Lecture Notes on Multimode Immunology

Overview of Immune System and Pathogen Recognition

The lecture elucidates the mechanisms by which cells perceive and respond to infections, focusing on innate immunity. The critical aspect of this segment is understanding how the immune system identifies pathogen-associated molecular patterns (PAMPs) versus danger signals released from damaged tissues.

Key Terms and Concepts

  • Checkpoint Inhibitors: These are specific antibodies such as anti-PD1 and anti-CTLA4, which target immune checkpoints in therapy.

  • Pathogen Recognition Receptors (PRRs): These play a crucial role in identifying pathogens through various receptors that are present on both immune and non-immune cells. This includes Toll-like receptors and other types that recognize a range of PAMPs from bacteria, fungi, and viruses.

Pathogen Recognition

  • PRRs: These include Toll-like receptors (TLRs), C-type lectins, and NOD-like receptors, which identify PAMPs present in microbial entities like bacteria and viruses. Many immune cells (macrophages, neutrophils) use these receptors to detect pathogens, but importantly, it’s emphasized that all cell types can sense infections, even those not traditionally categorized as immune cells (e.g., epithelial and endothelial cells).
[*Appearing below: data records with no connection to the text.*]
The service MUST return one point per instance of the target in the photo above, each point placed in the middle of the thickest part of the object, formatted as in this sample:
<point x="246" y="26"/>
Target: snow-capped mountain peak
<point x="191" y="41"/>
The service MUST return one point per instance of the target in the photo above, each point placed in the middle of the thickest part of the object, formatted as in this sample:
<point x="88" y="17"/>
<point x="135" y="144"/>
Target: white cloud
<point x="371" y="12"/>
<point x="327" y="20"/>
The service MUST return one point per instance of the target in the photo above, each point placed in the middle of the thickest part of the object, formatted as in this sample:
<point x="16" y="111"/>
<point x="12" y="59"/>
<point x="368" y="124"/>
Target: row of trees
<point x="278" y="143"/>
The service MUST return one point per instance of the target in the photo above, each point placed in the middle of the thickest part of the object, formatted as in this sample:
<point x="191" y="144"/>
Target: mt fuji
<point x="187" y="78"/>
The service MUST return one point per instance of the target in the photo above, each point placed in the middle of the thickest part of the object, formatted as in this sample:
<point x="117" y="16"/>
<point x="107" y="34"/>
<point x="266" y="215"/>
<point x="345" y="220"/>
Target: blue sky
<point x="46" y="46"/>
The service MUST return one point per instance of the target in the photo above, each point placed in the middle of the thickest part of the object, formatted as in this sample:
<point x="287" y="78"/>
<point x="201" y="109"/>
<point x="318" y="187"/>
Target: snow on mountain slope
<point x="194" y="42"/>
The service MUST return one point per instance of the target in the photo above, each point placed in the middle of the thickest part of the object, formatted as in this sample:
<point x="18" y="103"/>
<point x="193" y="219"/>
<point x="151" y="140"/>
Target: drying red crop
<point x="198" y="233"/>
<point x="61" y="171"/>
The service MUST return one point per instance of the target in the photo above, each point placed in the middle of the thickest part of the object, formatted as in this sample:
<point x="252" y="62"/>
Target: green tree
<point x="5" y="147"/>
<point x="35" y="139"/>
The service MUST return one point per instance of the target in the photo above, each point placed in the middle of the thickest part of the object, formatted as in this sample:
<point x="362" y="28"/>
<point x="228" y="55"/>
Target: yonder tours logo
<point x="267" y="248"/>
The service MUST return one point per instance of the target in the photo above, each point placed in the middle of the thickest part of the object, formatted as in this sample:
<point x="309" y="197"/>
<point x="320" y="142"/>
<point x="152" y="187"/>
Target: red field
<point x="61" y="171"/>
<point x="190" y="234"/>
  • PAMPs: These are molecular structures on pathogens that are recognized by PRRs, which do not exist in mammals. Examples include bacterial cell walls (like LPS), fungal components (like beta-glucans), and viral nucleic acids (like DNA and RNA).

Immune Response Mechanisms

  • Direct Sensing: Cells can recognize pathogens using their PRRs directly through recognizing PAMPs and also by gauging tissue damage, which indicates an infection.
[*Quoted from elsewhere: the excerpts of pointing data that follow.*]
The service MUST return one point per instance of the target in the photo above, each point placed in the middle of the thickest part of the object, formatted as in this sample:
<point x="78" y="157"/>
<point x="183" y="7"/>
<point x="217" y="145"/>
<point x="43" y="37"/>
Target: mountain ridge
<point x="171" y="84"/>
  • Danger Signals: These are cellular signals that arise upon tissue damage (like ATP, uric acid) and can induce an immune response. They are distinguished from the direct detection of pathogens by sensing damage caused by pathogens rather than recognizing the pathogens themselves.

Signaling Pathways

  1. Receptor Engagement: Upon pathogen or damage recognition, these PRRs bind to their ligands triggering intracellular signaling pathways which are often similar but lead to diverse cellular responses.
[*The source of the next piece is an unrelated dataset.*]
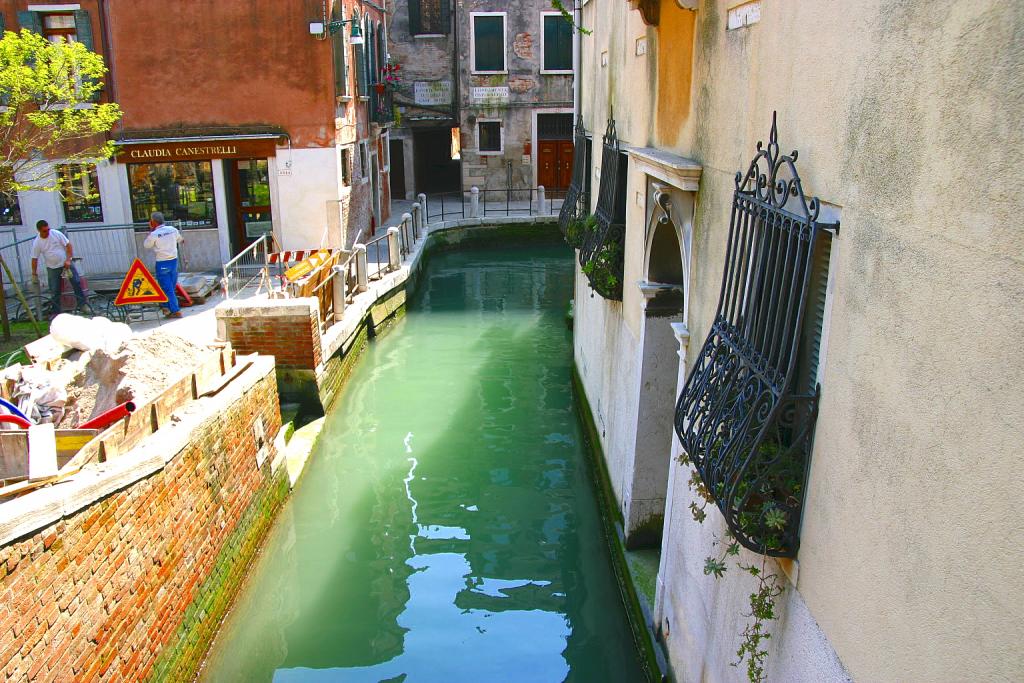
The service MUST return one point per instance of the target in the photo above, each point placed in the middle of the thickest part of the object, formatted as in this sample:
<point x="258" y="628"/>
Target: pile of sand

  2. Cytokine Release: Cell activation leads to the production of inflammatory cytokines, facilitating communication between cells and orchestrating a coordinated immune response.

  3. Ubiquitination: A central mechanism in the signaling process is the modification of proteins through ubiquitination, particularly K63-linked ubiquitination, which plays a crucial role in activating NF-kappaB (NF-κB) pathways involved in inflammation.

  4. NF-κB and MAPK Pathways: These pathways are activated leading to gene expression changes, primarily inducing pro-inflammatory cytokines like IL-1, TNF-α, and IL-6, which determine the type of immune response initiated.

Types of Immune Responses

  • Th1 Response: Typically activated during intracellular infections like viruses and some bacteria.

  • Th2 Response: Engaged during infections with multicellular parasites.

  • Th17 Response: Important for combating extracellular bacteria and fungi.
    The lecture implies that distinguishing signals from various pathogens during infections rely on both receptors present and the specific immune cells involved.

Complex Interactions and Adaptations

The subtle complexities of how immune responses are tailored to specific pathogens are still being studied and involve many different signaling molecules and proteins that can vary by cell type. Overall, the ability to respond differently to various classes of pathogens is a multi-faceted process involving unique receptors, paths of signal transduction, cellular environments, and types of recognition molecules.

Conclusion

The immune system's ability to recognize and respond to a vast array of pathogens relies on the interplay between various receptors, the nature of the recognized material, and the intrinsic signaling pathways that kick-start a tailored immune response. Understanding these mechanisms is foundational for advancing therapeutic approaches to modulate these immune pathways for better clinical outcomes.